In this post I will describe a technical methodology we used to remove a piece of functionality from a Monolith/Service and turn it into a Micro-Service. I will try to reason about some of the decisions we have made and the path we took, as well as a more detailed description of internal tools, libraries and frameworks we use at Outbrain and in our team, to shed some light on the way we work in the team. And as a bonus you might learn from our mistakes!
Let’s start with the description of the original service and what it does.
Outbrain runs the largest content discovery platform. From the web surfer’s perspective it means serving a recommended content list that might interest her, in the form of ‘You might also like’ links. Some of those impression links are sponsored. ie: when she clicks on a link, someone is paying for that click, and the revenue is shared between Outbrain and the owner of the page with the link on it. That is how Outbrain makes its revenue.

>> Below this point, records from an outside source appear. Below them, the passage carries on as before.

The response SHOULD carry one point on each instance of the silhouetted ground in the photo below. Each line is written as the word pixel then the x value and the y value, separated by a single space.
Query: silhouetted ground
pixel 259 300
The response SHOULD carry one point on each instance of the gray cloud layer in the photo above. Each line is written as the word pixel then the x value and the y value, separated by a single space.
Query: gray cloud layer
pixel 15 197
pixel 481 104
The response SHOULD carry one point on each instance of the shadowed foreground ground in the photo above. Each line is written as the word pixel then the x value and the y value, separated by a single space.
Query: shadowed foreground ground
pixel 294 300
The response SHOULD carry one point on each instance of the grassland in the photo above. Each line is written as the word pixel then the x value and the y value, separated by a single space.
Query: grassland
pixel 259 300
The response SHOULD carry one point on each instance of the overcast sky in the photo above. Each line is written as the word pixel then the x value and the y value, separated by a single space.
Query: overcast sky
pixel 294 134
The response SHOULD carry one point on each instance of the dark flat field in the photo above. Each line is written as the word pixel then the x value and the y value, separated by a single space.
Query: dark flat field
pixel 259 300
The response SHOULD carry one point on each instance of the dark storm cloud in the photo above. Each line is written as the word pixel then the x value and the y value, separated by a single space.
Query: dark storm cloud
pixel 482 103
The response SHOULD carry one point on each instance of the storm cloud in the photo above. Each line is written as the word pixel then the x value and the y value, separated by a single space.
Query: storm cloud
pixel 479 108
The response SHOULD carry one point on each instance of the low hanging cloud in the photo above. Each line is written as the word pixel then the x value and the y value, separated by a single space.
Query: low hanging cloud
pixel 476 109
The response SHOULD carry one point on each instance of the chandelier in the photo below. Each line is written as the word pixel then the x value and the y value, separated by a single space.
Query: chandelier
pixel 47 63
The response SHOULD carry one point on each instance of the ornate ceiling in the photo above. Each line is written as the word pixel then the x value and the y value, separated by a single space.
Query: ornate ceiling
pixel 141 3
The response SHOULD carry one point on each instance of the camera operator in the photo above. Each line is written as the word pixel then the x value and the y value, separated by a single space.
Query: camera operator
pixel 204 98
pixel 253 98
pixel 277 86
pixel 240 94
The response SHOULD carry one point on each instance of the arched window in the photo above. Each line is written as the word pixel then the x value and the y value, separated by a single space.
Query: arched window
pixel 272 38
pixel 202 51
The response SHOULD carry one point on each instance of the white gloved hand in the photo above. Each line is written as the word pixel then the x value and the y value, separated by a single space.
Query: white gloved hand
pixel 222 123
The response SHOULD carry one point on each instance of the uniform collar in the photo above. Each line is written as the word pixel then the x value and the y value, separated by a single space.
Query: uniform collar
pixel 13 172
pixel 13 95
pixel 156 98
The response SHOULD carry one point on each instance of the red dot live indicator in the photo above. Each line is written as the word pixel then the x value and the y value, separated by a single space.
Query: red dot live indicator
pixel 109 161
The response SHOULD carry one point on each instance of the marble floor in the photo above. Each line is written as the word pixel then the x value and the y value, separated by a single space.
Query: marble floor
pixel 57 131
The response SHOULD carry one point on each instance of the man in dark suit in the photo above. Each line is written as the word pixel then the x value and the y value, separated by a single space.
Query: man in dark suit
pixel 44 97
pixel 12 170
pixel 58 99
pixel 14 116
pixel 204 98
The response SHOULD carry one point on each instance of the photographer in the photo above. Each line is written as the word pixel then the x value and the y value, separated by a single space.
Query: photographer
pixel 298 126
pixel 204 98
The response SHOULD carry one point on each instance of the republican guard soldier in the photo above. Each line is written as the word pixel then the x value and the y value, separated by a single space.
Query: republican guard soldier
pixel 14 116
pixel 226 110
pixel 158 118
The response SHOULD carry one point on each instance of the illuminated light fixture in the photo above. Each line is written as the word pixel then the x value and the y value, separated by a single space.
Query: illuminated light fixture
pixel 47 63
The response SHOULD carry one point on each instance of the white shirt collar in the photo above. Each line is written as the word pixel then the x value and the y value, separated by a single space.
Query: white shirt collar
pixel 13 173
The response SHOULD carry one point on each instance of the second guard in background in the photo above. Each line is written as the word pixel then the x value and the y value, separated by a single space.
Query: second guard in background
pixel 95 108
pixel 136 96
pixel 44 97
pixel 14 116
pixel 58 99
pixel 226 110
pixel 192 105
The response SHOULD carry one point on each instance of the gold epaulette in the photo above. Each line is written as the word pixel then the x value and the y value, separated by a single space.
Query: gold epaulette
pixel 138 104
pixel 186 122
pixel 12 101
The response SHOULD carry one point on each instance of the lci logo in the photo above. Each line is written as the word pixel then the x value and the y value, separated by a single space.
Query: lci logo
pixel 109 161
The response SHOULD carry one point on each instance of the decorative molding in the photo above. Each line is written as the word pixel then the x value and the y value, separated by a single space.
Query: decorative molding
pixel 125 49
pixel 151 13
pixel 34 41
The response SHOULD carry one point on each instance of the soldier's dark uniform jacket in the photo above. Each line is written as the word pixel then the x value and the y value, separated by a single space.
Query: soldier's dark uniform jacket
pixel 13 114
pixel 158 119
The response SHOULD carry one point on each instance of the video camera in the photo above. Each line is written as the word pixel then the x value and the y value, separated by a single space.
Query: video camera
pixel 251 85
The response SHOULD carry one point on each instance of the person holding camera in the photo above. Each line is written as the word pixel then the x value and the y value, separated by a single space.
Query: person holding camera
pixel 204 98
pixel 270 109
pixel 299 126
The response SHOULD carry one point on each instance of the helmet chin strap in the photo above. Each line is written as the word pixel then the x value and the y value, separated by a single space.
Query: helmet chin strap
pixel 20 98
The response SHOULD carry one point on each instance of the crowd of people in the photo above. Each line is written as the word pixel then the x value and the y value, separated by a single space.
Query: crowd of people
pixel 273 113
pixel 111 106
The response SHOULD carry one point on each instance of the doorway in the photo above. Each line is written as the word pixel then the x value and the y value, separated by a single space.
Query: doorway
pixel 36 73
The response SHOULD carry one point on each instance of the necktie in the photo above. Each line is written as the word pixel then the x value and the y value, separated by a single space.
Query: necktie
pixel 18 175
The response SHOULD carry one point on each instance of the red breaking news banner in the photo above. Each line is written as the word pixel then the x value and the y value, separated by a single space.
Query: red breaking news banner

My team, among other things, is responsible for the routing of the user to the requested page after pressing the link, and for the bookkeeping and accounting that is required in order to calculate the cost of the click, who should be charged, etc.
In our case the service we are trying to split is the ‘Bookkeeper’. Its primary role is to manage the paid impression links budget. After a budget is spent, The ‘Bookkeeper’ should notify Outbrain’s backend servers to refrain from showing the impression link again. And this has to be done as fast as possible. If not, people will click on links we cannot charge because the budget was already spent. Technically, this is done by an update to a database record. However, there are other cases we might want to stop the exposure of impression links. One such an example is a request from the customer paying for the future click to disable the impression link exposure. So for such cases we have an API endpoint that does exactly the same with the same code. That endpoint is actually part of the ‘Bookkeeper’ that is enabled by a feature toggle on specific machines. This ‘Activate-Impressionable’ endpoint as we call it, is what was decided to split out of the ‘Bookkeeper’ into a designated Micro-Service .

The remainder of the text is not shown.